Why you should try a boutique gym

Tired of dragging yourself to the gym? A new generation of smaller, ‘boutique’ facilities could provide just the shake-up you need.

Far from the sweaty, cavernous rooms of the big chain gyms, a new wave of boutique facilities are springing up around the country. Offering small classes, specialised equipment and novel ways to get in shape, they’re gyms, but not as you know them…

TRX gyms

What is it?

Short for total resistance exercise, TRX is done using a strong fabric strap suspended from the ceiling, with handles (and leg loops for the pros) on each end.

Holding the handles, you can do countless variations on classic moves like squats, chest flys and tricep press-ups. The clincher is you’re using your body weight as resistance while either fighting gravity or attempting to stay balanced.

What to expect:

The sort of workout that will have you saying ‘hello’ to muscles you never knew you had, you’ll find you can pack a lot of movement into each class as you’re not having to change machines or gather extra equipment.

The trampoline gym

What is it?

The trampolines are similar to the ones you almost lost your lunch on as a kid, although these gyms feature large areas of super-bouncy trampoline floor, with padding that marks out your own square space to jump on during classes.

Some ‘trampoline park’ gyms even have trampolines placed vertically along the edges, so energetic types can literally bounce off the walls.

What to expect:

You might jump with gusto when you first hit the mat, but it’s amazing how quickly you become exhausted.

It’s great for cardio fitness, toning and stress relief, and with your core muscles working overtime to keep you upright, it’s an ab workout too.

Reformer pilates

What is it?

Classes involve a series of exercises on a slightly medieval-looking reformer pulley – a flat, slide-able surface with adjustable springs at the end.

There are usually a range of beginner, intermediate and advanced classes available, and while the moves look simple enough, it’s best to stick to the basic class if you’re a newbie.

Trust us.

What to expect:

Designed to strengthen and tone muscles, you’ll do everything from planks and leg lifts, to tricep-toning and hamstring-lengthening moves. It might be low impact, but you’ll feel the burn!

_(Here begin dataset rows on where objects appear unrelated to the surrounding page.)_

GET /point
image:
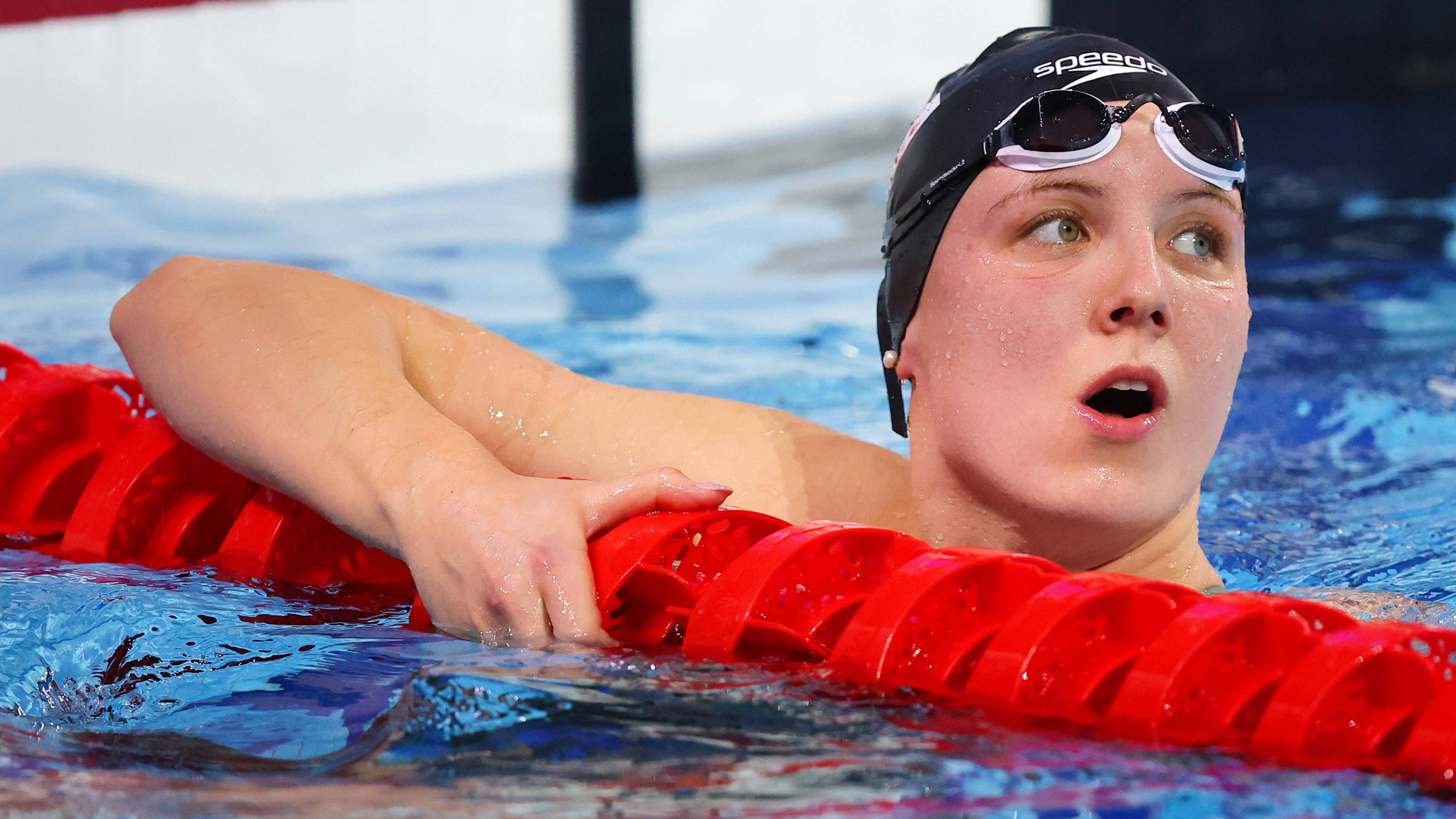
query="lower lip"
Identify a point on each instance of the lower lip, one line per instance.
(1117, 428)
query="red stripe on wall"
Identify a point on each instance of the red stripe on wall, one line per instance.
(33, 11)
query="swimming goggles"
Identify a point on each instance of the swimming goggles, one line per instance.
(1062, 129)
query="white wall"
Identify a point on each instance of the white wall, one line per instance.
(312, 98)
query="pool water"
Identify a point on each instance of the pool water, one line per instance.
(135, 693)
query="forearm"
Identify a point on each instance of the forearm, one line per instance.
(293, 378)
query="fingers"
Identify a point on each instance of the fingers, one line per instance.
(570, 595)
(507, 614)
(609, 503)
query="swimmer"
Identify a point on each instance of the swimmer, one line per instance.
(1065, 293)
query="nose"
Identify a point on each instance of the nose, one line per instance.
(1138, 302)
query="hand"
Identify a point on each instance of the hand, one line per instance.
(509, 566)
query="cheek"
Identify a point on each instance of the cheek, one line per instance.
(988, 327)
(1215, 337)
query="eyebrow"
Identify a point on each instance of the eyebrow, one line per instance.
(1212, 195)
(1091, 190)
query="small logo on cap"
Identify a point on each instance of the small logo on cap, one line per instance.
(925, 113)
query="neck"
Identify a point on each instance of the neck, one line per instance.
(1171, 554)
(948, 516)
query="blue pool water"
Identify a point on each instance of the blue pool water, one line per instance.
(133, 693)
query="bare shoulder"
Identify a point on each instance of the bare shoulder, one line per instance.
(846, 479)
(777, 463)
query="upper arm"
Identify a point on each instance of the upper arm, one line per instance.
(541, 419)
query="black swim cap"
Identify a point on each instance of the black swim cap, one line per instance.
(946, 149)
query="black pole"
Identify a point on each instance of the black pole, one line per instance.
(605, 123)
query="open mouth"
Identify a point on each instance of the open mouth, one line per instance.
(1123, 399)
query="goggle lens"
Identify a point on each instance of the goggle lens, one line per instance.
(1209, 133)
(1061, 121)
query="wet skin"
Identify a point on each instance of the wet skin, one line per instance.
(437, 441)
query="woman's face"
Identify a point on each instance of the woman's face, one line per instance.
(1076, 347)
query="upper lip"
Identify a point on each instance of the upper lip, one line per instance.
(1129, 372)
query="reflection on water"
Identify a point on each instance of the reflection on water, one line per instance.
(182, 694)
(586, 263)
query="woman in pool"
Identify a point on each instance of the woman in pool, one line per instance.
(1075, 278)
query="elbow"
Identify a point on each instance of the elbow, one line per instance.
(149, 302)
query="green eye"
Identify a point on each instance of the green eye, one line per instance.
(1057, 231)
(1193, 242)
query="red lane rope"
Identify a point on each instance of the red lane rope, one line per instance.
(88, 473)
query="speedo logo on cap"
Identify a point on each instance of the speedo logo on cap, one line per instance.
(1097, 65)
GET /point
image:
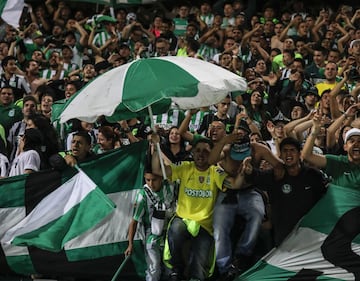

Perks and pitfalls of boutique gyms

A smaller, more tailored gym could be for you. Here are some things to consider:

The pros:

• Small classes – you’ll probably share a space with 10 or fewer fellow exercisers.

• Specialised equipment – whether it’s a reformer pulley or a row of trampolines, these gyms tend to be built for a specific set of exercises. Plus, the gear is often in pristine shape as it’s not being used as much as machines at larger facilities.

• Lots of individual attention – small classes mean the instructor can keep an eagle eye on you. Which might also be a bad thing…

The cons:

• They can hurt your wallet – the extra perks can bump up the price.

• Classes fill fast – with limited places available, you often need to plan your workout sessions a couple of days in advance to ensure you nab your spot.